One obvious spike on the graph can be seen in Russia.  After staying in the 1-2% range through Q2 2009, over 13% of observed attacks came from the country in Q3 2009.  It's not clear just what drove that spike, as its percentage of observed attack traffic has steadily declines over the subsequent four years, with the exception of a spike back above 10% in Q4 2010.  Removing Russia from the graph makes two more significant spikes evident -- one in Sweden, which jumped above 10% in Q4 2008, and one in Turkey, which jumped above 7% in Q2 2012.  Both spikes are inconsistent with the behavior observed in the rest of the six year period -- Sweden has remained well below 1% since Q3 2009, and Turkey was below 3% before the spike, and dropped below 1% in late 2013. A few other notable spikes are evident in Germany, which peaked over 5% of observed attacks in Q2 2008 and above 4% in Q3 2009, and Italy, which did the same in Q3 2009.  In general, after spiking, observed attack traffic levels have either quickly returned to much lower levels, or have gradually declined over time.

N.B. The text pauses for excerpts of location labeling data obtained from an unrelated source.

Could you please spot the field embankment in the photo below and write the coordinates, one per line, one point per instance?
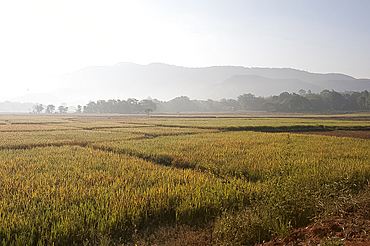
(167, 181)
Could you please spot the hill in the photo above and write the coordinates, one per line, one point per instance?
(128, 80)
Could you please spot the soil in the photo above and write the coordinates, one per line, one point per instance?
(350, 228)
(352, 134)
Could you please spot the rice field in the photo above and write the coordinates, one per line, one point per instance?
(77, 180)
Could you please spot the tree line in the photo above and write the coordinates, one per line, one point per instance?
(301, 102)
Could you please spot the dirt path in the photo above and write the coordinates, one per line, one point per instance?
(352, 227)
(352, 134)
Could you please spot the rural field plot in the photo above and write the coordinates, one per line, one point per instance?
(71, 180)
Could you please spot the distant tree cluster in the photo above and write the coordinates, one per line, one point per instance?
(50, 109)
(325, 101)
(129, 106)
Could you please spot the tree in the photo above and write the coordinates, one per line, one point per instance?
(79, 109)
(38, 108)
(62, 109)
(50, 109)
(148, 105)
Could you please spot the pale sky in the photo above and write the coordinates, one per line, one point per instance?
(50, 37)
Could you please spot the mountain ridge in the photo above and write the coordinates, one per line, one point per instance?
(165, 82)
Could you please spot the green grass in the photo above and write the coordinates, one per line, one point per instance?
(66, 180)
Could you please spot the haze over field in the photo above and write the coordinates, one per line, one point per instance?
(76, 51)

Among the remaining selected countries, observed attack traffic levels in some have consistently remained near zero, while others have seen more peaks and valleys, but have still remained below 3%.  (As noted previously, clicking on entries in the legend removes those items from the graph, allowing for customization of the view to highlight countries of interest.)  While somewhat hidden at the right side of the graph, it does appear that observed attack traffic from the Netherlands rose sharply in Q4 2013.  However, in Q1 2014, it dropped back below 1%, rejoining a number of other European countries in generating minimal attack traffic.